Speaking at the program, the Head of Programs at ABIC, Gifty Mensah said youths in slums and ghettos are challenged with lack of basic services, little or no education, and employable skills to deal with the issues of creating their identity, shouldering responsibility and surviving on their own.

“Therefore, creating economic opportunities for such population is crucial for the peace and security of the country. Against this backdrop, ABIC in partnership with the Global Initiative, and Residence Fund piloted an entrepreneurial project in six communities for over 250 gang youths between August and November 2020.”

She added: “This project was the first to link youths from selected slums and ghettos with entrepreneurship which will ultimately create role models for other gang members within their communities, thereby breaking the stereotypes attached to these youths.”

Madam Mensah further added that the goal of the project is to identify youths in selected communities, train them and provide seed capital to commence a business venture within their communities.

Also speaking, the Chair of Board of ABIC, Madam Olubanke King-Akerele called on the disadvantage youths to make use of the skills acquired to contribute to national development.

“You have to contribute to maintaining the Lodestar; doing concrete things. Organized yourselves and do things, stop sitting doing nothing and complaining,” She added.

For her part, the Establishment Coordinator of ABIC, Yvette Chesson-Wureh urged disadvantage youths to create projects, using their skills to contribute positively to society.

“Despite the challenges that you are faced with, you can do the best,” he added.

Andy Turay, disadvantage youths of New Georgia Community and a beneficiary of the program, thanked Angie Brooks International Centre for the training.

Turay called on the organization to build a Rehabilitation center to allow them leave the streets.

 “We you to help build a rehabilitation center for is to leave the streets.
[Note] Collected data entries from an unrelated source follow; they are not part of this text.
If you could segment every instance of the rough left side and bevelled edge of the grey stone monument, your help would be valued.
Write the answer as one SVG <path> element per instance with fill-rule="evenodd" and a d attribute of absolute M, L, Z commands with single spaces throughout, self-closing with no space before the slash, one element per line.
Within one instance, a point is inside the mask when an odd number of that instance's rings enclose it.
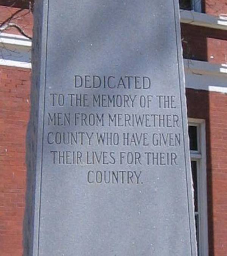
<path fill-rule="evenodd" d="M 47 50 L 48 0 L 34 4 L 31 110 L 26 134 L 26 206 L 23 220 L 23 256 L 39 255 L 40 196 Z"/>

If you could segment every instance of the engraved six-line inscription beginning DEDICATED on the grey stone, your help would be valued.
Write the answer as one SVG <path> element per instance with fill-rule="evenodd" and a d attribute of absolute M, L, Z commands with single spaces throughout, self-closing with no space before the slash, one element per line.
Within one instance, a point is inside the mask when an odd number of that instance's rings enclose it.
<path fill-rule="evenodd" d="M 87 184 L 143 184 L 144 171 L 179 165 L 179 99 L 150 77 L 75 74 L 72 91 L 48 97 L 51 164 L 85 167 Z"/>

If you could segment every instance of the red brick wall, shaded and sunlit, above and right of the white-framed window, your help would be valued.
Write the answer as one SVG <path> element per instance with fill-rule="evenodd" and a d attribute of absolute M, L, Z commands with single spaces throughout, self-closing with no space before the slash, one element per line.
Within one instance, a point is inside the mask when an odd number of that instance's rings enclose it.
<path fill-rule="evenodd" d="M 188 117 L 206 121 L 210 256 L 227 255 L 227 94 L 187 89 Z"/>

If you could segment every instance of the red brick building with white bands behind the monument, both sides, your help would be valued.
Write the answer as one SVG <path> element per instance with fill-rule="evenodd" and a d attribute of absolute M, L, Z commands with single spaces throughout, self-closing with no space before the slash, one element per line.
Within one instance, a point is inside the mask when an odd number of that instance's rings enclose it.
<path fill-rule="evenodd" d="M 0 23 L 32 36 L 28 9 L 0 1 Z M 20 2 L 20 1 L 18 1 Z M 196 190 L 199 255 L 227 255 L 227 2 L 184 1 L 182 45 Z M 25 6 L 28 7 L 28 6 Z M 184 7 L 184 6 L 182 6 Z M 195 11 L 194 11 L 194 10 Z M 0 255 L 23 252 L 26 126 L 30 112 L 31 42 L 16 28 L 0 33 Z"/>

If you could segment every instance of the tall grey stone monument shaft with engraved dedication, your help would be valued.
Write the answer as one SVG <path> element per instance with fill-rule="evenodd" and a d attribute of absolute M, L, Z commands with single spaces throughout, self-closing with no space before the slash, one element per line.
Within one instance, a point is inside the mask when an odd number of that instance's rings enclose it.
<path fill-rule="evenodd" d="M 178 1 L 45 0 L 35 20 L 29 255 L 196 255 Z"/>

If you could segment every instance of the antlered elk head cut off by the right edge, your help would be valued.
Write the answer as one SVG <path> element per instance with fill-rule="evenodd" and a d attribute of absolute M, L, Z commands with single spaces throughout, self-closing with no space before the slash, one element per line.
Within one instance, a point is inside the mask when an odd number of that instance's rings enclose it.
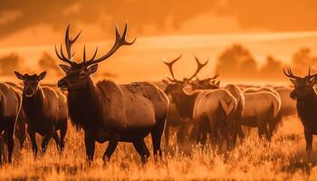
<path fill-rule="evenodd" d="M 286 71 L 283 70 L 283 72 L 294 85 L 294 90 L 290 94 L 290 97 L 293 100 L 303 98 L 304 96 L 309 95 L 312 92 L 314 93 L 313 86 L 317 83 L 317 73 L 311 75 L 311 69 L 309 69 L 308 74 L 306 76 L 299 77 L 293 75 L 291 69 L 287 69 Z"/>

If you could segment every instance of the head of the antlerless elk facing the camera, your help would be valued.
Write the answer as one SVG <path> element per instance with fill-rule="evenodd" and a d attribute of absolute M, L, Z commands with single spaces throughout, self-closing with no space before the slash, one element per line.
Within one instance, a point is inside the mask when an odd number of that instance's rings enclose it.
<path fill-rule="evenodd" d="M 31 97 L 34 97 L 34 95 L 39 90 L 39 82 L 45 78 L 46 71 L 43 71 L 39 75 L 37 74 L 29 75 L 27 73 L 23 75 L 17 71 L 14 71 L 14 74 L 17 77 L 17 79 L 24 81 L 23 93 L 25 97 L 31 98 Z"/>

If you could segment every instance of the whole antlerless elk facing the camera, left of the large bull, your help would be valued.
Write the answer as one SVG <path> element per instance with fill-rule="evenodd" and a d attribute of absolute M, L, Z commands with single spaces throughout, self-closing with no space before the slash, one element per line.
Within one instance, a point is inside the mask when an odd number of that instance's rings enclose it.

We are tired living in streets. We continue to stay in streets, we will not be able to apply the skills we acquired for tomorrow,” Turay added.

The Angie Brooks International Centre (ABIC), is an outcome of the International Colloquium on Women’s Empowerment, Leadership Development, International Peace and Security held in 2009 in Monrovia, Liberia. The event was co-convened by President Tarja Halone of Finland and President Ellen Johnson Sirleaf of Liberia.

The Centre promotes Women’s Empowerment; Leadership Development and International Peace and Security throughout Africa. Consistent with its mandate to support the decisions of the Colloquium in line with United Nations Security Council Resolution (UNSCR) 1325 among others, the Centre actively engages in women’s involvement in peace and security in Liberia and across the African region.